This morning I got an email telling me that I was getting close to exceeding my bandwidth for the month. Interesting, that’s never happened before. So I checked my stats and sure enough I’ve served up 8.6 Gigs out of my 10 alloted.
Things were running about normal until the 23rd of the month and then usage quadrupled. Normally I was using between 150-200MB a day when all of a sudden it jumped to over 900MB. Visits and hits stayed pretty much the same, but pages went way up. The biggest page served was “/archives/ miatatude/” which is automatically generated when requested.
Further delving into the stats, a lot of external links had web addresses with names like: – – – – – – –
Next I looked in the raw access logs and found a bunch of entries that looked like this: – – [26/Aug/2005:00:00:08 -0500] “GET /archives/miatatude/ HTTP/1.0” 200 26131 “” “Mozilla/5.0 (Windows; U; Windows NT 5.1; en-US; rv:1.5) Gecko/20031007 Firebird/0.7” and – – [26/Aug/2005:00:02:00 -0500] “GET /archives/miatatude/ HTTP/1.0” 200 1723287 “” “Mozilla/5.0 (Windows; U; Windows NT 5.1; en-US; rv:1.5) Gecko/20031007 Firebird/0.7”
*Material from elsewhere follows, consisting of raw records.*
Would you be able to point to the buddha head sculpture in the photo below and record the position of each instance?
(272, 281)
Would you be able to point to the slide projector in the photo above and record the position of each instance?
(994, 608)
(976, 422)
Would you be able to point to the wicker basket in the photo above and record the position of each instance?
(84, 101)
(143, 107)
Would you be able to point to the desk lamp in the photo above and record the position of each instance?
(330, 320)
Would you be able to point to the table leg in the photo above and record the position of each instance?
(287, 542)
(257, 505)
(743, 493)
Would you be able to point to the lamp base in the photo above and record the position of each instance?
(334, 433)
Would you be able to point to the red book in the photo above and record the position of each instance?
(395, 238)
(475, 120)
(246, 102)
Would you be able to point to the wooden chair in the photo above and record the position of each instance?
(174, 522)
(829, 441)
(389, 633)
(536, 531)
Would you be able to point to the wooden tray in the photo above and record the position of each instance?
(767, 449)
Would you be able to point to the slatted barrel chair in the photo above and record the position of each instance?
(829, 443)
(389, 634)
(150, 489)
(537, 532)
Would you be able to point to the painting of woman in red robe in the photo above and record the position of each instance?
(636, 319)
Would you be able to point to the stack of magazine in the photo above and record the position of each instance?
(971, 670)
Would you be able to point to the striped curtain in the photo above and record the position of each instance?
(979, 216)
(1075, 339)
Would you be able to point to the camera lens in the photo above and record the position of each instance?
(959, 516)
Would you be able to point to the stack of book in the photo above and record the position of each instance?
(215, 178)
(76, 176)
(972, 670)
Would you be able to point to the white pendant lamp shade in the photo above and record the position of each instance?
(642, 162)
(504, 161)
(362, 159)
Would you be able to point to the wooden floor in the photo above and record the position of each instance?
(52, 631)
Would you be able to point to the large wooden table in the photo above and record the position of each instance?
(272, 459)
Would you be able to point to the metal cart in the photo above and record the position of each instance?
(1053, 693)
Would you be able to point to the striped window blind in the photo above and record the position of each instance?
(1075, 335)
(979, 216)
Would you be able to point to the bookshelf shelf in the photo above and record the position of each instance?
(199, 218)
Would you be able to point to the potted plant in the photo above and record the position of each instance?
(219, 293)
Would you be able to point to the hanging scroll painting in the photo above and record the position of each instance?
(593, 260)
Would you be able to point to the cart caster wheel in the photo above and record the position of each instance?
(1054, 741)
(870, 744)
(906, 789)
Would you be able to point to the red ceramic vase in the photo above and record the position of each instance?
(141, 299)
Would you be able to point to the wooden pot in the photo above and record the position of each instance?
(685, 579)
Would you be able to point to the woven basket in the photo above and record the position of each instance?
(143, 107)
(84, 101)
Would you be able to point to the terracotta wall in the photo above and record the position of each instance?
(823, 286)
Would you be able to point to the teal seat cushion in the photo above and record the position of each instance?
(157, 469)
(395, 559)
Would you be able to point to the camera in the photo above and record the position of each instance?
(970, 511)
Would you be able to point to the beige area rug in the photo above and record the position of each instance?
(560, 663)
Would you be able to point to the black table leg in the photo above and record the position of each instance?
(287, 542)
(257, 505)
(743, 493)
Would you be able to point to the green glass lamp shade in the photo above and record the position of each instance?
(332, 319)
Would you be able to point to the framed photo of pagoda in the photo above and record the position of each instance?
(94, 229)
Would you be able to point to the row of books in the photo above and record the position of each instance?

I did some reading up on deciphering that mumbo-jumbo and what is really strange is that both those requests are for the same web page, but for one a lot more info is returned, but the big question is what is going on here? I found like the top ten IP addresses doing this requesting and denied them access so they will get a 403 instead content. What really worries me is this looks a lot like comment spam roaches, you squash one and several more crawl out from the base boards. Am I going to have to check my logs daily and ban IPs until I close every one?
Have you tried taking a look in your comment table in your DB? Doing a search ordered by date could show you whether they’re seeding your past pages with comments pointing at their domains. Also, are you re-writing URLs placed in comments with the rel=’nofollow’ syntax? This kills the benefit in terms of pagerank and google, which is typically why you get this spam to begin with. Somehow I think you already know this stuff though… =)
This may be what they are trying to do, but it ain’t happening. I run some sort of MT plug in that closes comments once the entry falls off the front page (10 days?)
Go forth and acquire MT Blacklist.
It’s a slick tool that will allow you to ban based on content, not IP. It will also help eliminate those pernicious trackpack pings spams.
Used to run Blacklist, but stopped once I installed MT Close Comments. You think that is what those are, track back pings? That feature isn’t enabled on my blog…